The essential operation used for tensor decompositions is the so-called tensor product: Given a tensor

$\mathbf{T}$ of order

$n$ and a tensor

$\mathbf{U}$ of order

$m$ , the tensor product is defined by

$(\mathbf{T} \otimes \mathbf{U})_{x_1, \dots, x_n, y_1, \dots , y_m} = \mathbf{T}_{x_1, \dots, x_n} \mathbf{U}_{y_1, \dots, y_m},$

for any possible combination of mode indices.

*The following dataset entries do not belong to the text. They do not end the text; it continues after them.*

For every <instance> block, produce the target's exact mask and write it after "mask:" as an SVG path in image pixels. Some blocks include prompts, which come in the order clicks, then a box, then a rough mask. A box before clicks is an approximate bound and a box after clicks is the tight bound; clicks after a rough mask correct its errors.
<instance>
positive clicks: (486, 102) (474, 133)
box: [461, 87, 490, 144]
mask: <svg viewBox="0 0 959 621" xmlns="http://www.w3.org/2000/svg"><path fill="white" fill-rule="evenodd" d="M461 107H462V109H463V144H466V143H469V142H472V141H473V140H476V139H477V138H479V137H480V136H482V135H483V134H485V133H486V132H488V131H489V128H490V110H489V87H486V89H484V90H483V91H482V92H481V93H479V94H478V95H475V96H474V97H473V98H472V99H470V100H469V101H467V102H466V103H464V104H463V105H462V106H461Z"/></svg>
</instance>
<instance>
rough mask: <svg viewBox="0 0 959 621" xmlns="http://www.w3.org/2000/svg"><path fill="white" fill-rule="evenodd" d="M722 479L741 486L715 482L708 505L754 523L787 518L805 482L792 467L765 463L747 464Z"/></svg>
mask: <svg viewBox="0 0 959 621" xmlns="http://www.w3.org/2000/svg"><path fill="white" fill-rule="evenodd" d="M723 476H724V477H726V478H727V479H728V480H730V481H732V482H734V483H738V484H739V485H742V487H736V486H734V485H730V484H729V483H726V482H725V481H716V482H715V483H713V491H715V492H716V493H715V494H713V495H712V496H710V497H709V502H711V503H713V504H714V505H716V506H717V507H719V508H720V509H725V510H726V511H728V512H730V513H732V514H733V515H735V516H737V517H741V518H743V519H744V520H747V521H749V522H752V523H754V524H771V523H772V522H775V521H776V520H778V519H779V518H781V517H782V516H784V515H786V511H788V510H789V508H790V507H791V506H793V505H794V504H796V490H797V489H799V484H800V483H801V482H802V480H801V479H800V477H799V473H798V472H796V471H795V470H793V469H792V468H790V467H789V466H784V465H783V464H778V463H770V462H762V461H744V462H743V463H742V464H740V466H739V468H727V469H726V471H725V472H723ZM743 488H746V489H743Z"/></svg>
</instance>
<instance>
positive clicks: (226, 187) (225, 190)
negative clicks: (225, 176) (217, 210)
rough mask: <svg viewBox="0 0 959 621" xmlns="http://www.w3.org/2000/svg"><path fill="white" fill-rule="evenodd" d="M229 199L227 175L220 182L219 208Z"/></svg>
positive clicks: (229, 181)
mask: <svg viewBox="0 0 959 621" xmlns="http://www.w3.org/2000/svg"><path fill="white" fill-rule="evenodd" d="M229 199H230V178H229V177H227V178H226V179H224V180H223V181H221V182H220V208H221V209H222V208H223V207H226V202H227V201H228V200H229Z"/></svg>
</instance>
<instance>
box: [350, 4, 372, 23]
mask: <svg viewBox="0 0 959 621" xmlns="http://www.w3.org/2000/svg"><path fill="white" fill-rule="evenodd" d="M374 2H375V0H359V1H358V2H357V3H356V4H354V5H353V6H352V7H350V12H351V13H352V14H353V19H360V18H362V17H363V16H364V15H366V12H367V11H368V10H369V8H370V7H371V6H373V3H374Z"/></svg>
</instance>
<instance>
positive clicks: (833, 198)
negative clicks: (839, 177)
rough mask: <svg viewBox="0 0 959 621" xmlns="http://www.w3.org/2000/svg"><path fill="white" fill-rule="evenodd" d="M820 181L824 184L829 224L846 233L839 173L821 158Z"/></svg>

In order to efficiently represent high-dimensional systems - e.g., probability distributions, transformed data tensors, or quantum states - we focus on tensor trains (TT) a.k.a. matrix product states (MPS). The TT/MPS format is a special case of the more general hierarchical Tucker format and turned out to be a promising candidate in terms of storage consumption as well as computational robustness. A tensor

$\mathbf{T}$ is said to be in the MPS/TT format if

$\mathbf{T} = \sum_{k_0=1}^{r_0} \dots \sum_{k_n=1}^{r_n} \bigotimes_{i=1}^n \mathbf{T}^{(i)}_{k_{i-1},:,k_i} = \sum_{k_0=1}^{r_0} \dots \sum_{k_n=1}^{r_n} \mathbf{T}^{(1)}_{k_0,:,k_1} \otimes \dots \otimes \mathbf{T}^{(n)}_{k_{n-1}, :, k_n}.$

The variables

$r_i$ are called bond dimensions or TT ranks and it holds that

$r_0 = r_n = 1$ and

$r_i \geq 1$ for

$i=1 , \dots, n-1$ . The tensors

$\mathbf{T}^{(i)} \in \mathbb{C}^{r_{i-1} \times d_i \times r_i}$ are called (TT) cores. Each element of the tensor

$\mathbf{T}$ can be written as

$\mathbf{T}_{x_1, \dots, x_n} = \mathbf{T}^{(1)}_{1,x_1,:} \mathbf{T}^{(2)}_{:,x_2,:} \cdots \mathbf{T}^{(n-1)}_{:,x_{n-1},:} \mathbf{T}^{(n)}_{:,x_n,1},$

which explains the origin of the name matrix product states (MPS). If the ranks are small enough, we may reduce the storage consumption of an order-

$n$ tensor significantly: Instead of an exponential dependence, the storage then depends only linearly on the order and can be estimated as

$\mathcal{O}(r^2 d n)$ , where

$r$ is the maximum over all ranks. That is, if the underlying correlation structure admits such a low-rank decomposition, an enormous reduction in complexity can be achieved.

A linear operator

$\mathbf{G} \in \mathbb{C}^{D \times D}$ in the MPO/TT format, can be written as

$\mathbf{G} = \sum_{k_0=1}^{R_0} \dots \sum_{k_n=1}^{R_n} \bigotimes_{i=1}^n \mathbf{G}^{(i)}_{k_{i-1},:,:,k_i} = \sum_{k_0=1}^{R_0} \dots \sum_{k_n=1}^{R_n} \mathbf{G}^{(1)}_{k_0,:,:,k_1} \otimes \dots \otimes \mathbf{G}^{(n)}_{k_{n-1}, :, :, k_n}.$

Here, the cores are tensors of order

$4$ . Figure 1 (a) and (b) show the graphical representation of an MPS

$\mathbf{T} \in \mathbb{C}^{D}$ and an MPO

$\mathbf{G} \in \mathbb{C}^{D \times D}$ with

$D=(d_1, \dots, d_5)$ , respectively.

(a)

(b)

Figure 1: Graphical representation of the MPS/MPO format: A core is depicted by a circle with different arms indicating the modes of the tensor and the rank indices. (a) Tensor of order 5 as MPS with ranks $r_1, r_2, r_3, r_4$ . The first and the last core are matrices, the other cores are tensors of order 3. (b) An MPO of order 10 with ranks $R_1, R_2, R_3, R_4$ . The first and the last core are tensors of order 3, the other cores are tensors of order 4.

Tensor trains have become a widely-studied concept, which found its way into various scientific fields such as quantum mechanics, dynamical systems, system identification, and machine learning.